Lisbeth also adds in that same article, “a lot has changed in the last few years and there are so many things I wish I’d known earlier on.”
Many of you will no doubt identify with some of the shared challenges.
Lisbeth and body image issues
Lisbeth “drew away” from the reality of her colostomy, referring to it as “that thing.” Except for close family members, she didn’t talk about it. While her friends knew she had to have surgery for her condition, they didn’t know what that entailed, and Lisbeth chose not to tell them. Over time, she realized she had been repulsed, ashamed, and even scared about the bag. She has since opened up with others and now calls it “my bag.”
Don’t be afraid to get the word out
Now, Lisbeth wishes she’d been more comfortable in speaking to those close to her about her surgery. Since she’s shared her secret, she has found that those who loved her before still love her now. And she urges “newbies” to speak out and let others know what’s going on with them. She also suggests you be careful with those you choose to tell, however, as ‘oversharing’ may not be the best approach. Just don’t keep it a secret from those you care about.
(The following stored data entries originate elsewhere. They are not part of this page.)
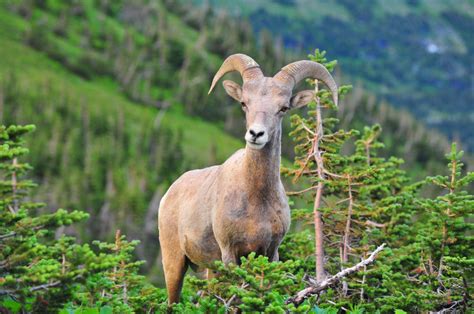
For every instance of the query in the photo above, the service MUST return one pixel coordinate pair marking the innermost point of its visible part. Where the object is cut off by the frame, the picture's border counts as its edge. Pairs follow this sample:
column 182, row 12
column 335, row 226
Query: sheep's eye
column 284, row 109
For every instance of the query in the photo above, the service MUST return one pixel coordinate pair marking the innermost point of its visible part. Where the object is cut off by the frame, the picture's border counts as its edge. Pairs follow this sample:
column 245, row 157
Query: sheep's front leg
column 275, row 257
column 228, row 257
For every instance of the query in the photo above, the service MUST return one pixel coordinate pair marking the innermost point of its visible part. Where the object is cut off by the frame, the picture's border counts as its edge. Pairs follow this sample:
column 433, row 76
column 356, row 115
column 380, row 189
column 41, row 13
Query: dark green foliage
column 368, row 200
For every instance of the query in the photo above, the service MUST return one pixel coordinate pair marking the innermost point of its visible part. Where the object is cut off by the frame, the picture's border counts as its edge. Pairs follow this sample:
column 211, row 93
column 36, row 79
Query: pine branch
column 316, row 288
column 32, row 289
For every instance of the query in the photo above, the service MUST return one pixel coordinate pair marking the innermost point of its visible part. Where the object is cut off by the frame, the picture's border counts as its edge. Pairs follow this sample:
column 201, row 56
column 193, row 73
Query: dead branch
column 325, row 284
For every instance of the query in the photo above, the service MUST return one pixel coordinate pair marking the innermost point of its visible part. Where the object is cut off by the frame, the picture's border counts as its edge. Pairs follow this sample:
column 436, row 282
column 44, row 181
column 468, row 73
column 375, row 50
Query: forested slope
column 119, row 94
column 417, row 54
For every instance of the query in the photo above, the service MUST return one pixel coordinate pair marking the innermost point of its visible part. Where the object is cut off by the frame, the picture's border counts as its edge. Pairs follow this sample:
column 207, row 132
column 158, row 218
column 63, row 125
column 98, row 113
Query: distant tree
column 43, row 272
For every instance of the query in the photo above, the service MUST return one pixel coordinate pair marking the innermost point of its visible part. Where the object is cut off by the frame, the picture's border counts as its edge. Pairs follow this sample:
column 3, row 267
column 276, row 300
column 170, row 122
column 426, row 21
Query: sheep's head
column 265, row 100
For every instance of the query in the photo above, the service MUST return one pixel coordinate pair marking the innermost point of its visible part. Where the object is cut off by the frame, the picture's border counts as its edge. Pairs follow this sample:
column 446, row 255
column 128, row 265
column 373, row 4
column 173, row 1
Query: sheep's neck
column 262, row 167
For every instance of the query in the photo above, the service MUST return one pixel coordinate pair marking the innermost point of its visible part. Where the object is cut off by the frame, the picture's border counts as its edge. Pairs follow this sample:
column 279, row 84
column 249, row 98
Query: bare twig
column 318, row 222
column 316, row 289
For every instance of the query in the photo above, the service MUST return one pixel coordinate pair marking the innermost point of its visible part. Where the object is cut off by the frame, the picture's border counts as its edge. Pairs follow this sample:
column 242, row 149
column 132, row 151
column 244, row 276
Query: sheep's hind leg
column 174, row 265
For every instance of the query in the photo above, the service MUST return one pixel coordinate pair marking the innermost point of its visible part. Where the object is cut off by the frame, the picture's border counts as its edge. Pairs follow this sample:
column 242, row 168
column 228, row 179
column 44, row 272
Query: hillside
column 416, row 54
column 94, row 149
column 121, row 105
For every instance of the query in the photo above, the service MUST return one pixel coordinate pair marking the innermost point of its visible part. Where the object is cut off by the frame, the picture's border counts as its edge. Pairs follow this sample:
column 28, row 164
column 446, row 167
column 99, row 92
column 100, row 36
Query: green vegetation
column 356, row 201
column 122, row 110
column 44, row 273
column 416, row 54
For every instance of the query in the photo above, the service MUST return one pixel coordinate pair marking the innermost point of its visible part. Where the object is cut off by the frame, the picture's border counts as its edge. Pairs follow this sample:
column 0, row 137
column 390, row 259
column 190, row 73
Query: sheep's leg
column 275, row 257
column 174, row 265
column 210, row 274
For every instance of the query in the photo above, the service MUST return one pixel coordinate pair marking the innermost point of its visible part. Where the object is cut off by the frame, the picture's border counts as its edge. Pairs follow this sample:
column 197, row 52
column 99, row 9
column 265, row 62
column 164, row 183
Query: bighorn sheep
column 228, row 211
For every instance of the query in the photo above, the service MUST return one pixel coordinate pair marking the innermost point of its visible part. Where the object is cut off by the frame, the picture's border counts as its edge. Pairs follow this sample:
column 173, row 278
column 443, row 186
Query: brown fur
column 228, row 211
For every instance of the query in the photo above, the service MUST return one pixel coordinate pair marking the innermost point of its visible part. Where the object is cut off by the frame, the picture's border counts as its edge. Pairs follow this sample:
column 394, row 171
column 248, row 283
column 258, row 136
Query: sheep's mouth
column 255, row 145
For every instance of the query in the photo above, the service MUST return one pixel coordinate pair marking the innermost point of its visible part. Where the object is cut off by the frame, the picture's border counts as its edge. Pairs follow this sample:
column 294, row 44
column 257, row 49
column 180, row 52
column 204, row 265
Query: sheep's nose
column 256, row 133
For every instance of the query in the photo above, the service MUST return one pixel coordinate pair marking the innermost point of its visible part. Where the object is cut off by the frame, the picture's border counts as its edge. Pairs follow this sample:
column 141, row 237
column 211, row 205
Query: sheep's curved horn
column 294, row 72
column 246, row 66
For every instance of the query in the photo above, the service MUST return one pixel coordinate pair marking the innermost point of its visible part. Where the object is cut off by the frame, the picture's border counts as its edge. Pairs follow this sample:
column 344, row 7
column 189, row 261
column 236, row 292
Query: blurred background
column 118, row 89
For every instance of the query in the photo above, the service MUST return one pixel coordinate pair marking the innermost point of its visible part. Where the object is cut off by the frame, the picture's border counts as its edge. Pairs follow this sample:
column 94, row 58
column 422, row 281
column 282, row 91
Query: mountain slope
column 94, row 149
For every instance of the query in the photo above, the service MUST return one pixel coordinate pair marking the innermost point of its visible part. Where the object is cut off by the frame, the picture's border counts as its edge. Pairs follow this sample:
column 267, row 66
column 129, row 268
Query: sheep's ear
column 233, row 90
column 301, row 99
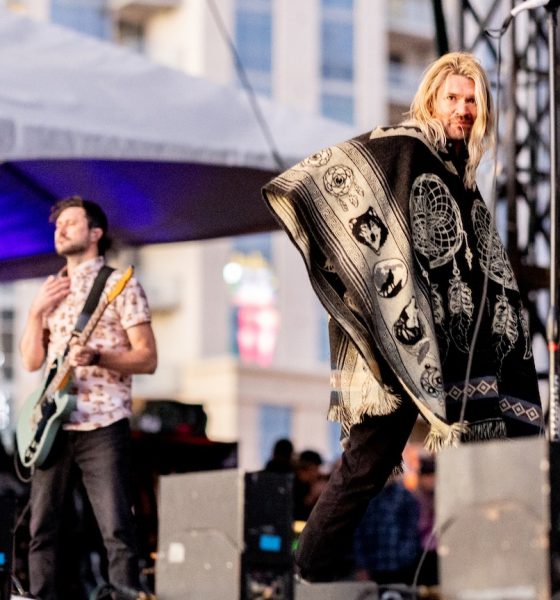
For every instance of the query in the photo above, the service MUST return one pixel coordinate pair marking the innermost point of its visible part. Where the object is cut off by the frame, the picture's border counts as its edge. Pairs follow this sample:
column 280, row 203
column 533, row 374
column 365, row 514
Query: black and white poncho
column 397, row 251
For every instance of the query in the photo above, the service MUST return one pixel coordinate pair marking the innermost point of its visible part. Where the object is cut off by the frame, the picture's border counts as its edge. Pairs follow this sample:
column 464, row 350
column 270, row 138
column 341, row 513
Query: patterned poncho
column 398, row 252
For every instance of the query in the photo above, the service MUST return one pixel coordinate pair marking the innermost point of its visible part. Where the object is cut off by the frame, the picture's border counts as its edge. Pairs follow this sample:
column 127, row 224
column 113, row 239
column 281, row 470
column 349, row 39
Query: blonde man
column 425, row 313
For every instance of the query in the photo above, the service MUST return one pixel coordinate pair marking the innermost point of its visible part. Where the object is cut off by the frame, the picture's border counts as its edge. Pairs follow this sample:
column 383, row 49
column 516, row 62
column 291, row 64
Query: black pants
column 374, row 449
column 102, row 459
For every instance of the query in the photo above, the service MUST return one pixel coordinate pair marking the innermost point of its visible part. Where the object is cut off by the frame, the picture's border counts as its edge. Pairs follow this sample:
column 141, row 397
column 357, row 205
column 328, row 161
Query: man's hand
column 51, row 293
column 83, row 356
column 33, row 341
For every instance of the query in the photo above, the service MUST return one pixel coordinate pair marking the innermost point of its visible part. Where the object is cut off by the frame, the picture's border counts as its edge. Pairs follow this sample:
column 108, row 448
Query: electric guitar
column 48, row 406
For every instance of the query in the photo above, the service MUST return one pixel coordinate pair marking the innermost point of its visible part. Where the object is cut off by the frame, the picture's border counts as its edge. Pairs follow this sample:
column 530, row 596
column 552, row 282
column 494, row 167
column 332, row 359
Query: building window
column 7, row 344
column 323, row 345
column 254, row 315
column 340, row 108
column 86, row 16
column 337, row 60
column 335, row 448
column 275, row 422
column 253, row 36
column 131, row 35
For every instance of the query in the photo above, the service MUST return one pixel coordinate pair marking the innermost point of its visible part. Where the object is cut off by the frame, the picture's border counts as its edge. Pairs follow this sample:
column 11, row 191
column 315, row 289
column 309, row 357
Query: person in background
column 425, row 494
column 387, row 540
column 282, row 460
column 94, row 442
column 309, row 483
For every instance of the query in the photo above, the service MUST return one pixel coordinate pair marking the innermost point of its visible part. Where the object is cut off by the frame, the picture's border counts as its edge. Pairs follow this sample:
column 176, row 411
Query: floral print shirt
column 103, row 395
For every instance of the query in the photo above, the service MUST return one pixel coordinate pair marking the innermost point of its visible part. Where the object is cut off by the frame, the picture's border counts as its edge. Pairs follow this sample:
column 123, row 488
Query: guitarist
column 94, row 441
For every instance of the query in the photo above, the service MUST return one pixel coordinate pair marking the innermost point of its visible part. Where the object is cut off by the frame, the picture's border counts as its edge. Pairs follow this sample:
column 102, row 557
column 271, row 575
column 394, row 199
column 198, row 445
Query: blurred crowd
column 395, row 541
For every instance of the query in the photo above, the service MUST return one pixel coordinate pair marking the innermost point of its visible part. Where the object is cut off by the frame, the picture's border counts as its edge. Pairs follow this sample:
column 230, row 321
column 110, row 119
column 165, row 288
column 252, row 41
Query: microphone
column 530, row 4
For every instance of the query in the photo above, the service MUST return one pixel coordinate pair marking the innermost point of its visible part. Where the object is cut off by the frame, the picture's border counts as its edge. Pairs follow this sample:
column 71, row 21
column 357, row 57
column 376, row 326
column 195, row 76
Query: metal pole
column 552, row 323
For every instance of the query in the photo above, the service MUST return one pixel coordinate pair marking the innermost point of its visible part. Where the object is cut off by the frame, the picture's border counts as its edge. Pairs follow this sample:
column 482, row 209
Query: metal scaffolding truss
column 523, row 183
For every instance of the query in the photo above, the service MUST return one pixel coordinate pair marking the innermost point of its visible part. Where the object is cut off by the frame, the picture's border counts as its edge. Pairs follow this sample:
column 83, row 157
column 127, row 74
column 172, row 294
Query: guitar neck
column 63, row 371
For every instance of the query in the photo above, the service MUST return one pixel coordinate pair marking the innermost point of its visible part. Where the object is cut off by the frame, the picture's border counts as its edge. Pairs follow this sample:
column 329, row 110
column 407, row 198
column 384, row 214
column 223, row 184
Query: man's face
column 72, row 234
column 456, row 107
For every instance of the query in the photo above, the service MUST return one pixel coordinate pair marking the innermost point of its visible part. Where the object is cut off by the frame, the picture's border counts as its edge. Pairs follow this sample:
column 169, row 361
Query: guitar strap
column 93, row 299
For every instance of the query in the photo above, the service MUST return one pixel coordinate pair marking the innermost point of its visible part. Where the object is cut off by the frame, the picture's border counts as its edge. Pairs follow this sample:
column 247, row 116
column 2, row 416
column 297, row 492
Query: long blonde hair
column 422, row 109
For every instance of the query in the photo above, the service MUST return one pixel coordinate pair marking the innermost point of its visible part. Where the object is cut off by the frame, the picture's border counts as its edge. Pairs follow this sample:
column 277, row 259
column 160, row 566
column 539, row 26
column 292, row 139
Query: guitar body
column 49, row 406
column 39, row 422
Take the pressure off dating with some planning
Lisbeth struggled about telling her dates about her surgery. She devised a plan: in her sexiest underwear, she took a selfie and kept it on her phone. If she’d begin to feel that a relationship might be getting to the serious stage where sex might play a part, she would text them to give them a heads up, send the picture, and wait for a response. She reports that not one guy cancelled their next date!
Strength in numbers
Lisbeth found the mutual support blogsite ‘uncoverostomy’, from which she has included a number of blogs in her article. Lisbeth tells of the incredible support and education she has received from that blog and compares it to “strength in numbers.” Do you have an established support system? If not, you might find it on the above site.
Lisbeth clarifies that she’s most thankful for the medical care from the nurses. Yet, when one nurse suggested she give a name to her bag, to make it more of a friend, Lisbeth was totally turned off by this suggestion. Lisbeth further indicated that someone who doesn’t have an ostomy themselves cannot fully understand what I’s like.
Educate and be educated
In Cosmo, Lisbeth shares that while she doesn’t feel drawn to be an educational organizer, she does feel an obligation to educate others when the opportunity presents. (She also notes a time-crunch as she’s employed, engaged, and has a step-son.) She also tries to educate herself on the newest information in the IBS quarter.
As Lisbeth says, “It probably saved my life.” In her 10-year journey with a colostomy, she has gotten by most of the rough spots and now has more clarity on life and its priorities.
Play by the rules, to a degree
Lisbeth shared that before discharge, she was given an extensive list of foods she could no longer eat due to the colostomy. Disappointed, as she’d expected that surgery to make her condition better and allow her some dietary lax from her pre-surgical diet, she has chosen to try a little of this and a little of that to see what her body might be able to handle. She also notes doing this under physician oversight is the best way to go.
You aren’t any different
Over time, Lisbeth has come to recognize that you are no different a person in other’s lives whether you wear a bag or not.
Lisbeth asks herself about the past ten years, “What changed?” And, “Why now?” Actually, “Why at all?”
She concludes that “We all have our little secrets, our issues to bear, the things about us we don’t want the whole world to know and my colostomy bag was mine.”
And so, with this article. Lisbeth has actually educated others about living with a colostomy bag.